Steve Rubin, president of Doubleday -- who publishes Dan Brown and has reaped the benefit of Brown's astonishing sales -- scoffed at the notion that the long-tail phenomenon means blockbusters will become less important.
Jane Friedman, president and CEO of HarperCollins, said she embraces digital change. HarperCollins is "friends with Google," she said, because "we like the searchability of our books -- it's like taking the shrink wrap off books in bookstores to allow a consumer to see a page."
But Friedman doesn't want to give up those digital files to anyone. She was chair of the American Association of Publishers when it sued Google over the library scanning project. "I'm very bullish on everything digital," she said, but "w e are going to control the destiny of our digital files," no matter how much Google cites HarperCollins as an ally in its PR.
Off and Selling
"Okay -- go!" the Buzz Forum moderator said.

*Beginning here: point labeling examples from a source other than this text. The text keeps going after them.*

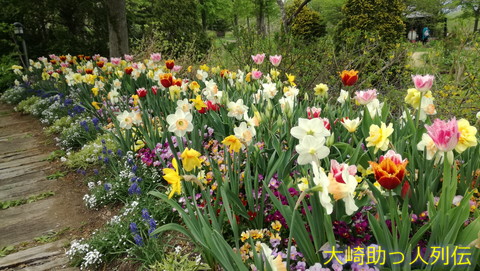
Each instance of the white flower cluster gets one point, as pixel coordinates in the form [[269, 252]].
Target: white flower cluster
[[91, 258], [128, 209], [90, 200]]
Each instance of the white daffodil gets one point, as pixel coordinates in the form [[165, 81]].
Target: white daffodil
[[180, 123], [126, 120], [313, 127], [275, 264], [343, 96], [351, 185], [245, 133], [269, 90], [113, 96], [322, 183], [286, 103], [344, 191], [351, 125], [237, 109], [291, 92], [374, 108], [184, 105], [427, 108], [310, 149]]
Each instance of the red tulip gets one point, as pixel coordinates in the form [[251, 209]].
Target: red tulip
[[349, 78]]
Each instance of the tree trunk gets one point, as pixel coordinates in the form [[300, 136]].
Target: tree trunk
[[117, 28], [261, 29], [203, 13], [477, 16], [281, 6]]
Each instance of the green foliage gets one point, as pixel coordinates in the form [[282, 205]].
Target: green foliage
[[179, 262], [177, 28], [59, 125], [56, 175], [308, 24], [14, 95], [88, 155], [57, 26], [25, 106], [6, 75], [382, 18]]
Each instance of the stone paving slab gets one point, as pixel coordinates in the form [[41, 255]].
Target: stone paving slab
[[45, 257], [25, 222], [23, 171]]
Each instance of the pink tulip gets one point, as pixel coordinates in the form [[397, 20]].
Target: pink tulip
[[176, 68], [154, 89], [275, 60], [258, 59], [395, 157], [365, 96], [115, 60], [444, 134], [336, 169], [256, 74], [313, 112], [156, 57], [141, 92], [423, 83]]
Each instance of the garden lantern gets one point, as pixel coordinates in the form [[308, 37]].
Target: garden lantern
[[18, 30]]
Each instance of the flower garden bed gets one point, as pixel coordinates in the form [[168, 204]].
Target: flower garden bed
[[255, 173]]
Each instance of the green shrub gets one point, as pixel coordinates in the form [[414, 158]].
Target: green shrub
[[25, 106], [381, 18], [308, 24]]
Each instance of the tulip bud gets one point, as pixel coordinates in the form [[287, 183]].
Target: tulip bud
[[330, 140]]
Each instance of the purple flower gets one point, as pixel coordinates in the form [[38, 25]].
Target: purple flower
[[138, 240], [133, 227], [134, 189]]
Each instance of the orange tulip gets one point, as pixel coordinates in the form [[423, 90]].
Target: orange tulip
[[391, 170], [166, 79], [349, 78]]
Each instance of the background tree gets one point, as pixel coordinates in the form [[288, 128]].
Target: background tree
[[380, 18], [117, 28]]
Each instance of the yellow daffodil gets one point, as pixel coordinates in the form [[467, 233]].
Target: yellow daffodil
[[291, 79], [379, 136], [413, 97], [244, 236], [274, 73], [321, 90], [194, 86], [190, 159], [173, 178], [351, 125], [139, 144], [175, 92], [233, 143], [276, 225], [467, 135], [95, 91], [198, 103], [204, 67]]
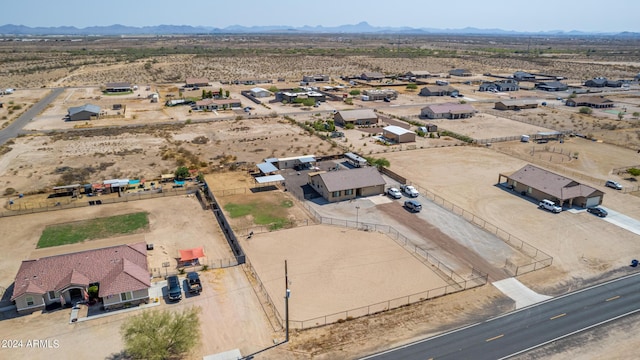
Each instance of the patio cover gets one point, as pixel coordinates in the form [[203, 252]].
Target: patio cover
[[267, 167], [191, 254], [268, 179]]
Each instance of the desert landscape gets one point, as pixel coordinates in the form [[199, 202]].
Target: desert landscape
[[335, 267]]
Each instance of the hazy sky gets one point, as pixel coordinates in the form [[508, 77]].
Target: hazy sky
[[519, 15]]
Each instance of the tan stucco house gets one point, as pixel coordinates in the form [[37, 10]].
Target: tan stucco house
[[120, 272]]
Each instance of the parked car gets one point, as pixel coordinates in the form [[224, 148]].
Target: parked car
[[613, 184], [409, 190], [549, 206], [413, 205], [394, 193], [174, 290], [598, 211], [193, 279]]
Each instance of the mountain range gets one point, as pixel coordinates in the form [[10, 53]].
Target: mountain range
[[360, 28]]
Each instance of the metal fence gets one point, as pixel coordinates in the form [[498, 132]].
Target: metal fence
[[31, 208]]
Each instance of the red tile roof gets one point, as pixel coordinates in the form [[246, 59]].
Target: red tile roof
[[118, 269]]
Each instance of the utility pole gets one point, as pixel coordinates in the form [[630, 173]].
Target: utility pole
[[286, 302]]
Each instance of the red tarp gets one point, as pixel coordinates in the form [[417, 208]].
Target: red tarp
[[191, 254]]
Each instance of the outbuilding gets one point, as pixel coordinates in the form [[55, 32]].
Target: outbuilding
[[398, 135], [540, 184], [343, 185], [356, 117], [84, 112]]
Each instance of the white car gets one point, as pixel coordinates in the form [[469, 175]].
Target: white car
[[410, 190], [394, 193]]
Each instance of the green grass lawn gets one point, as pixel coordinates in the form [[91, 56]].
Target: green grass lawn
[[61, 234], [263, 213]]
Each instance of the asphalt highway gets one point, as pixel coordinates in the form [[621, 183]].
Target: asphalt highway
[[526, 329]]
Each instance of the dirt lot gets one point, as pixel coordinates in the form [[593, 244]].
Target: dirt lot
[[463, 175]]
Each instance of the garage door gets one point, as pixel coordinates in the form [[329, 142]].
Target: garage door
[[594, 201]]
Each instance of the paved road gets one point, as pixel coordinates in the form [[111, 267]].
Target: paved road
[[16, 126], [531, 327]]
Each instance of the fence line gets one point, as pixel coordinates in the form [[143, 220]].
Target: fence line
[[92, 201]]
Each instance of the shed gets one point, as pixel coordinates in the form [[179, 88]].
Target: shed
[[84, 112], [398, 135]]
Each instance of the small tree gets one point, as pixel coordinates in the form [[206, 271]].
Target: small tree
[[585, 110], [161, 335], [182, 173]]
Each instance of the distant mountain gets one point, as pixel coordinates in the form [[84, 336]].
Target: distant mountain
[[360, 28]]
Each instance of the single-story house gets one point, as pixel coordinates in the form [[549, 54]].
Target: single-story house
[[84, 112], [120, 273], [438, 90], [213, 104], [398, 134], [368, 76], [598, 102], [502, 85], [315, 78], [447, 111], [291, 97], [523, 76], [488, 86], [507, 85], [542, 184], [380, 94], [460, 72], [294, 162], [260, 92], [117, 87], [347, 184], [516, 104], [418, 74], [551, 86], [603, 82], [356, 117], [196, 82]]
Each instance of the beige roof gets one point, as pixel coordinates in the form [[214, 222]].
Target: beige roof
[[118, 269], [453, 108], [551, 183], [352, 115], [352, 179]]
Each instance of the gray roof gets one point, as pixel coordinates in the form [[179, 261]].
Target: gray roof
[[358, 114], [551, 183], [352, 179], [95, 109], [267, 167], [454, 108]]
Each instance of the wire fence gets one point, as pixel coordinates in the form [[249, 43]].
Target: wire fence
[[38, 207]]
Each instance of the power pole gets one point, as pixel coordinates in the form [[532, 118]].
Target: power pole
[[286, 302]]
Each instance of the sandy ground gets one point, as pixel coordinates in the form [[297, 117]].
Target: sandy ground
[[336, 269]]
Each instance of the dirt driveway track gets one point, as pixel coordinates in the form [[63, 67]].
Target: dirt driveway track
[[442, 240]]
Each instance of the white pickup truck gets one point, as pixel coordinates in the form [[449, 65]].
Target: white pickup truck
[[550, 206], [409, 190]]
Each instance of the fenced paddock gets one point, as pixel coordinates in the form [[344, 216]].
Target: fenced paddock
[[346, 272]]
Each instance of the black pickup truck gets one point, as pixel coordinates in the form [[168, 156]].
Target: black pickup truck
[[194, 282]]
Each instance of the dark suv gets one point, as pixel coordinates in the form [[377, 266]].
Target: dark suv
[[173, 288]]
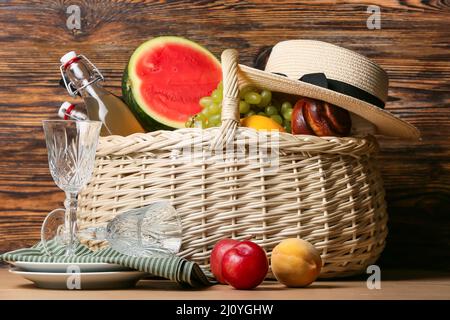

Doubleday's Bill Henry launched into a rapid-fire pitch for Hampton Sides's "Blood and Thunder," an epic tale of the Navajo, mountain man Kit Carson and the conquest of the American West.
Five other editors followed suit. No one got kicked off the island. No one mentioned Google, Kevin Kelly or even John Updike. It was all about persuading the "salt of the book world" to believe in these particular edged volumes and make them their own.
In other words, it was business as usual. For now.